Go to video- image and select Overlays. Add a text overlay and type in "#B" without the quotation marks. This will display the current bitrate on the camera live feed. I recommend doing this while you're fine tuning the camera.
What are your current bitrate settings? Go to Video- Stream and click on General for compression, Zipstream for the Zipstream setting and bitrate control for the bitrate setting.
You can increase the bitrate by decreasing the compression (default is 30). Just keep in mind, if you use variable bitrate and turn off compression, be prepared for bitrate over 50Mb/s during the day. If you decide to disable compression, I would recommend switching to average bitrate and setting a target bitrate and a max bitrate.
Unfortunately for both you and I we're using this camera for a purpose it was not designed to do. Since the camera is mostly zoomed in, the aperture is pretty small (F=4.0 as opposed to F=1.7 zoomed out) which means we need more light to run it in color at night. The Dahua Color 4K-T has an aperture of F1.0 for reference.

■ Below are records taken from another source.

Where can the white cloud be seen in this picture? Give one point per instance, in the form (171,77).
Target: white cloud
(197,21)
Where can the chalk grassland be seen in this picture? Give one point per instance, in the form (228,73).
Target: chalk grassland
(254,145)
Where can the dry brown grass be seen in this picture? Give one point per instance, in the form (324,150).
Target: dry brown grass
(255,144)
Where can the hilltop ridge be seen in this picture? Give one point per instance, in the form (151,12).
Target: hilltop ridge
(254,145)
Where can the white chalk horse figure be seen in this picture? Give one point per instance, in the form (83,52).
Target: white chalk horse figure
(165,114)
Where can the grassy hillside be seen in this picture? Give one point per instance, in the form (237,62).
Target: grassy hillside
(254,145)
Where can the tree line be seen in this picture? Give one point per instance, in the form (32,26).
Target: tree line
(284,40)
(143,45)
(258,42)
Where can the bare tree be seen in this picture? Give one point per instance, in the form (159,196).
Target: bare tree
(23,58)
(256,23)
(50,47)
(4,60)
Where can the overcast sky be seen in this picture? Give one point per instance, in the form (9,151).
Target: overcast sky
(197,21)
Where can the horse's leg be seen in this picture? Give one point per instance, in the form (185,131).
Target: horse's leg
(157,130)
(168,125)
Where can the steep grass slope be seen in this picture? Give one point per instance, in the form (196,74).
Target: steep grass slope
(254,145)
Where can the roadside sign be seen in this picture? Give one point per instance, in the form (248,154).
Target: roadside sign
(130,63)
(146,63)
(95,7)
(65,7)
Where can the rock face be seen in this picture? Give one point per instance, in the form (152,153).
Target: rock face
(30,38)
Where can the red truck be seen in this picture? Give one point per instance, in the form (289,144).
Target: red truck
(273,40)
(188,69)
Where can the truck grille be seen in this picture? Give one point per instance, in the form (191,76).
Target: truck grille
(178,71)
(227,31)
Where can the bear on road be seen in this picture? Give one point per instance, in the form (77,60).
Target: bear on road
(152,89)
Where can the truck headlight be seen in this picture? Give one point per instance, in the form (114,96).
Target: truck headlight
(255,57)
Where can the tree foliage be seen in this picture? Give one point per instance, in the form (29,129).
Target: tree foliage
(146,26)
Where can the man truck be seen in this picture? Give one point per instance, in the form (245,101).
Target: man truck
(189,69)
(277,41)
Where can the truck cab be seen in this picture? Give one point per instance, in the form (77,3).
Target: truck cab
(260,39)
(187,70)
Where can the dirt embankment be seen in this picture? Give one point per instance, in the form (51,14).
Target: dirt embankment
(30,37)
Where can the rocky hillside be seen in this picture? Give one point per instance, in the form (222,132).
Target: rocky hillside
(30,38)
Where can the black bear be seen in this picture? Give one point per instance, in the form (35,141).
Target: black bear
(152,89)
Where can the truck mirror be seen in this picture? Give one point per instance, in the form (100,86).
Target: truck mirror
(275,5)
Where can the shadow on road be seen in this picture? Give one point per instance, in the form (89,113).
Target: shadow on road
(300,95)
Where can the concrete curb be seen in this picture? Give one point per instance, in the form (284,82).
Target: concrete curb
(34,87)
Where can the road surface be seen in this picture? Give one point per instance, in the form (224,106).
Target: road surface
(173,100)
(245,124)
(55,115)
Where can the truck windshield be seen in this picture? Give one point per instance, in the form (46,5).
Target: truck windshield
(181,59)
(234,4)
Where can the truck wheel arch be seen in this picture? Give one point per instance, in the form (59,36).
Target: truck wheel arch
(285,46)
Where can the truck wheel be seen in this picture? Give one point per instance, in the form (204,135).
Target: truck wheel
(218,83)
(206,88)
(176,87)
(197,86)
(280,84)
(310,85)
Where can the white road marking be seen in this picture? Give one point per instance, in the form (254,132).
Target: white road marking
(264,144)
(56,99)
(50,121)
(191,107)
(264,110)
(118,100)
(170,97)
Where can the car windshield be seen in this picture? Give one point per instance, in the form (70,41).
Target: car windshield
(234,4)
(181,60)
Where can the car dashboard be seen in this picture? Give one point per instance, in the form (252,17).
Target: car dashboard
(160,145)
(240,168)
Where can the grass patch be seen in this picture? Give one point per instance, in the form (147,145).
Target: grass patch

I have a lot less light than you do and I'm able to get a better color image of a moving person at night than you. I think you can definitely improve the image quality but I personally don't think this is the right camera for your intended purpose. This camera is really designed for an overview of a large well lit area.
Also, what is the distance from where the camera is mounted to the sidewalk where the people were walking in the video?
I'm going to attempt to fine tune mine to run in color at night instead of IR. If I can find settings that I like, I'll post them for you to try.